Before we explain how, we will explain why:
As in any form of learning which requires more than one lesson per day, it is important to carry out the new lesson before we forget what we have learned in the previous one. Otherwise you need to work double, and with little progress.
It is also important to get the basics right from the start.
Nobody builds a house based on the angles of 93 degrees, just based on the angle of 90 degrees, otherwise, building collapse.
Similarly, if someone says to us "buy", it is important that we do not hear "Pie"
And remember that it works both ways: it is just as important for you that people can "get what you really mean"
Stage 1 should take 42 days.
We start with three exercises per day, 20 minutes per exercise, 60 minutes all in all. During the first 10-15 exercises this will seem very easy to do.
For each exercise you will see a sentence on the phone’s display, with one or a few letters missing. Instead of the letters there are empty boxes to be filled in. Play back the pre-recorded teachers voices over and over again, and fill in the letters you think corresponds to the sound you hear. This is quickly done, but is really central in our method: to identify sounds to written letters.
When you have filled in all the empty spaces you get the translation of the sentence, even though we dont stress each word's meaning at this stage.
Don't go on to the next sentence just yet. Record each word with the missing letter(s) and play it back and listen to you own voice. Then play the teacher voices again and concentrate all you attention on that one specific word. Play it again and again. Concentrate on reproducing only this first sound correctly. If you say all the other sounds wrong, don’t worry. We’ll do each one in turn. The trick is to learn to concentrate your attention on one thing at a time, and one thing only.
Keep doing this for ten minutes before you move on to the next exercise. Do exactly the same thing, then move on to the third one and do it again.
Now you have completed 30 minutes. Take a break and repeat the work later in the day, but don't wait until the next day. That day is for the next set of three sentences.
As you move through the course the number of empty boxes increases and you will have to play the teachers’ voices many times over in order not to forget what they say.
First, record one word at a time; then groups of words; two words, three words, five words, as the case may be. Listen very carefully to you own pronunciation and compare it with the teacher's every time.
When you record your own voice, close your eyes so as to avoid seeing how the words are spelled. The written words easily override the heard sounds and traps you into saying them wrong.
Stage 2 covers 21 days.
Now you do 6 exercises in 30 minutes instead of 3, two times each day.
In stage 1 you learned to identify all the sounds of the new language as they appear in rapid speech and to say them right. Now you will learn to get them automatically right every time.

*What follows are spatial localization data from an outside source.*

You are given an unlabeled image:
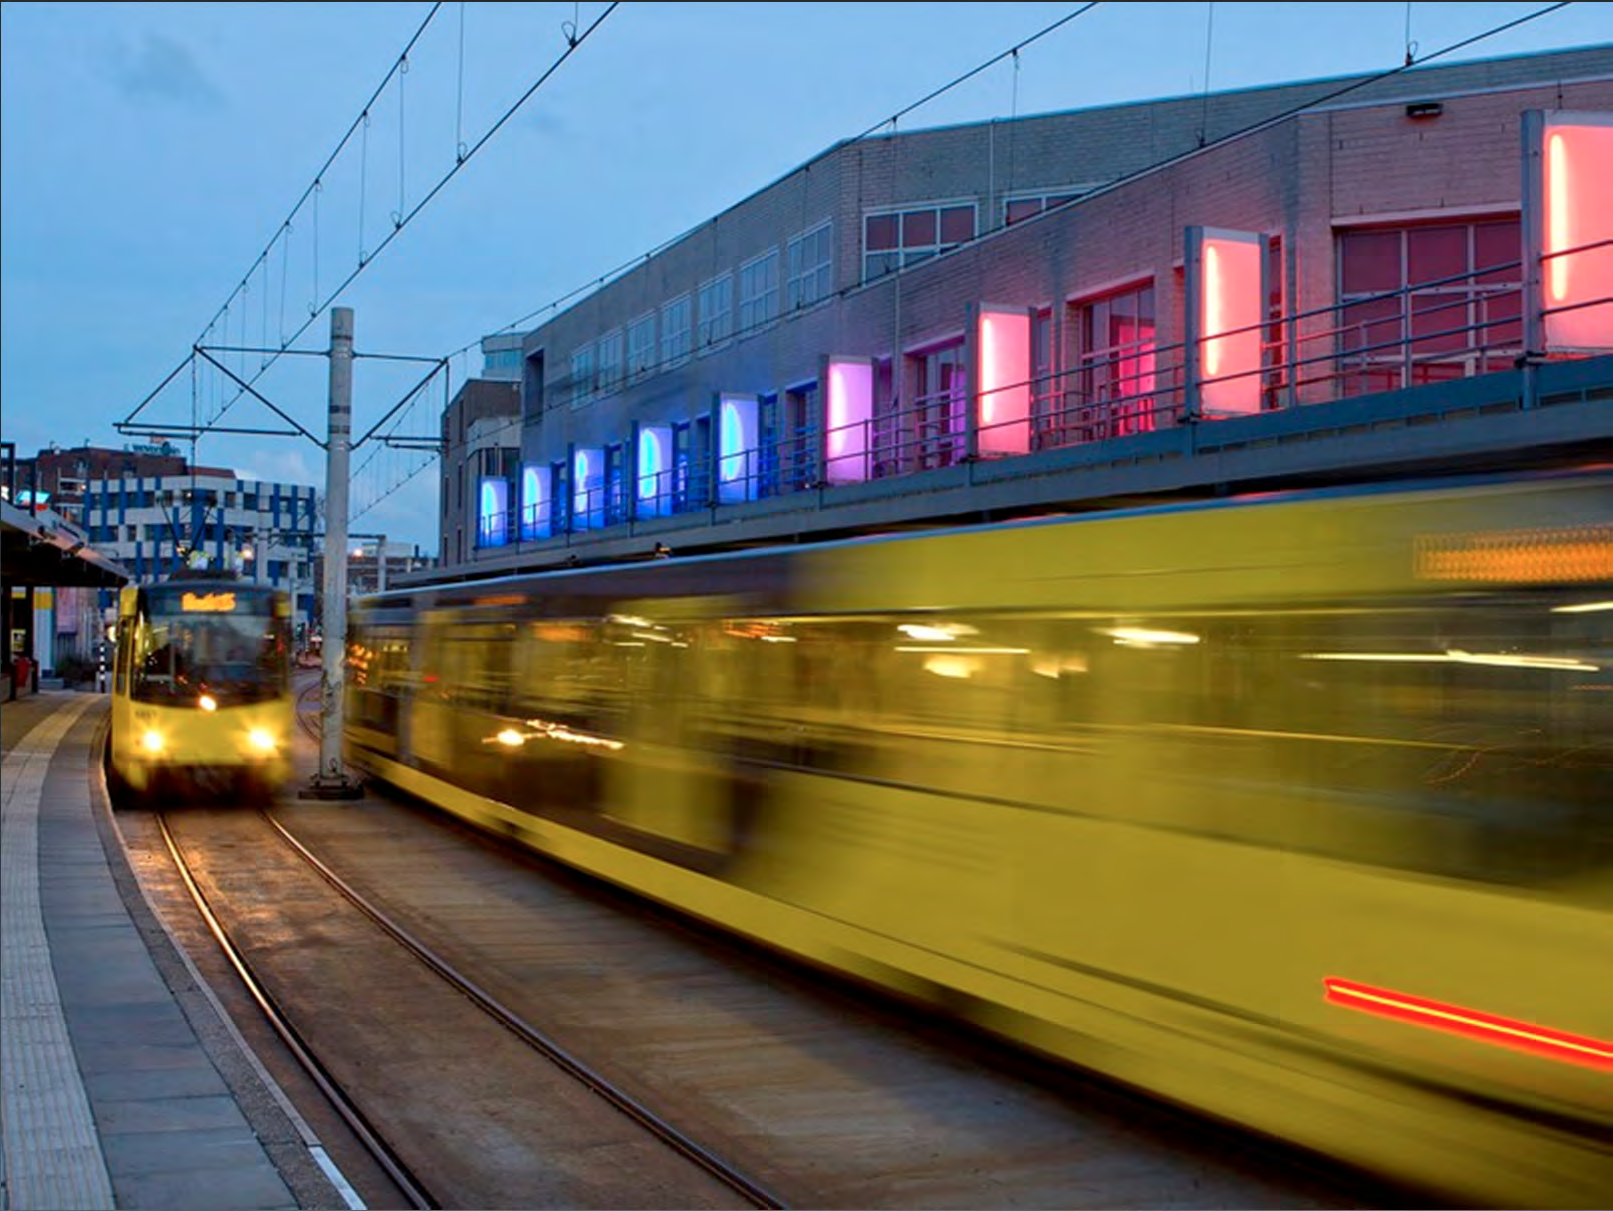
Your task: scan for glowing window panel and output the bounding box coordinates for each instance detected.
[572,448,603,531]
[1194,228,1264,416]
[1324,978,1613,1072]
[1540,115,1613,351]
[520,464,548,540]
[478,477,509,546]
[637,426,672,516]
[718,394,758,504]
[978,308,1031,456]
[825,360,873,483]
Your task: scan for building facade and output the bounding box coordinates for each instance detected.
[434,46,1611,581]
[80,469,321,639]
[8,441,214,518]
[439,376,521,566]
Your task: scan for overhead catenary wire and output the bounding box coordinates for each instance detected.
[358,1,1578,531]
[123,2,619,439]
[455,0,1574,371]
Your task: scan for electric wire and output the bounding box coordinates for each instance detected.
[123,3,618,441]
[360,1,1576,532]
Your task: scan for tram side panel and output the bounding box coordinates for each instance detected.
[343,474,1612,1207]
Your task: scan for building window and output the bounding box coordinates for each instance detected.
[597,328,624,393]
[1030,308,1058,448]
[738,250,780,334]
[786,221,833,311]
[627,313,657,380]
[1066,281,1158,442]
[760,383,819,496]
[1336,217,1522,396]
[863,203,976,281]
[697,274,732,349]
[571,343,596,409]
[911,341,968,469]
[1003,190,1087,227]
[661,294,692,367]
[1263,235,1286,410]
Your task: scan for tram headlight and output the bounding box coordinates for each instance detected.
[246,728,278,754]
[140,730,165,754]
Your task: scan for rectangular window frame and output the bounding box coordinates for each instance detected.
[862,201,977,282]
[627,312,657,381]
[570,343,596,410]
[597,328,624,394]
[786,220,834,312]
[697,273,733,350]
[738,249,781,334]
[661,293,693,366]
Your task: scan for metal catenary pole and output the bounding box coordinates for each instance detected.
[303,306,362,798]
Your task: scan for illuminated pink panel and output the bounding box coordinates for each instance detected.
[1199,230,1264,416]
[1542,117,1613,351]
[978,308,1030,456]
[825,359,873,484]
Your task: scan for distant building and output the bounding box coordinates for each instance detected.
[439,377,521,566]
[432,45,1612,582]
[344,538,436,597]
[81,467,321,639]
[8,440,221,520]
[479,332,524,382]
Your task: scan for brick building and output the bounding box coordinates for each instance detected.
[435,46,1611,581]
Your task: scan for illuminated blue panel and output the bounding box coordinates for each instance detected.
[520,464,548,540]
[718,394,758,505]
[479,477,509,546]
[637,426,672,518]
[573,447,604,530]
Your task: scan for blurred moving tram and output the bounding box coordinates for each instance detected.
[108,573,294,800]
[345,470,1612,1208]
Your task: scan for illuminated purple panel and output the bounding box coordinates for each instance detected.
[479,477,509,546]
[1197,229,1264,416]
[1541,116,1613,351]
[573,447,603,530]
[520,464,548,540]
[637,426,672,517]
[825,360,873,483]
[718,394,758,504]
[978,309,1031,456]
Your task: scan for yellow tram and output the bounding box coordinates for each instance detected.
[108,573,294,800]
[346,471,1611,1207]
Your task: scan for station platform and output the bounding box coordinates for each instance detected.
[1,691,354,1211]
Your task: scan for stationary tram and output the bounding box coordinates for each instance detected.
[108,573,294,799]
[345,471,1612,1207]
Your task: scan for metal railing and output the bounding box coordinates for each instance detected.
[475,237,1609,552]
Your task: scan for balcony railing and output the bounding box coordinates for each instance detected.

You will also learn the translation by heart.
You work with the same sentences as in stage 1, but you will get no help from existing letters this time: all boxes are empty.
You will remember much, but not everything. Play the sentence over and over again to pick up the sounds, so you can fill in the right letters: now you write complete words.
Now the time has come record the complete sentences. Do this at least ten times for each exercise. Each time play your voice back and check against the teachers’ pronunciation. Get yours as close as you can to theirs. If that takes more than ten minutes some times, so be it. Hang in there.
Play it by ear. Do not read while you record, but do it from memory. This is how you train your percetion and your memory.
15 years of work has shown us just how effective that is.
Stage 2 covers 21 days.
You will now learn to read fluently and you are going to learn the lexical meaning of every single word, not only the general meaning of each sentence.
By now you probably remember all the words. The display shows you larger but fewer empty boxes to fill in. There is one box per word. Each time you fill in a box correctly, it returns the translation to you.
Do as before, but this time read with your eyes wide open. Focus on each word by itself first, then groups of words, then try to see the whole sentence in one wide gaze.
According to linguists like Naom Chomski the ability to immediately "see of the word looks right" is important. The visual form of words and whole sentences lets you perceive written texts with ease.
Read, play back and compare. After about five readings you will begin to feel secure in your performance. Now, pretend you are an actor on a stage and play each sentence out five more times.
At the end of 84 such days you will have built a very firm platform for your new language. You can go right out and talk to people. You will understand them quite well and they will understand you and maybe wonder how many years you have studied their language.
Of course there will be lots more to learn. You will need to increase your vocabulary and learn ways of building and combining tiyr words into new sentences, but this will be much easier with the foundations you have built in this course.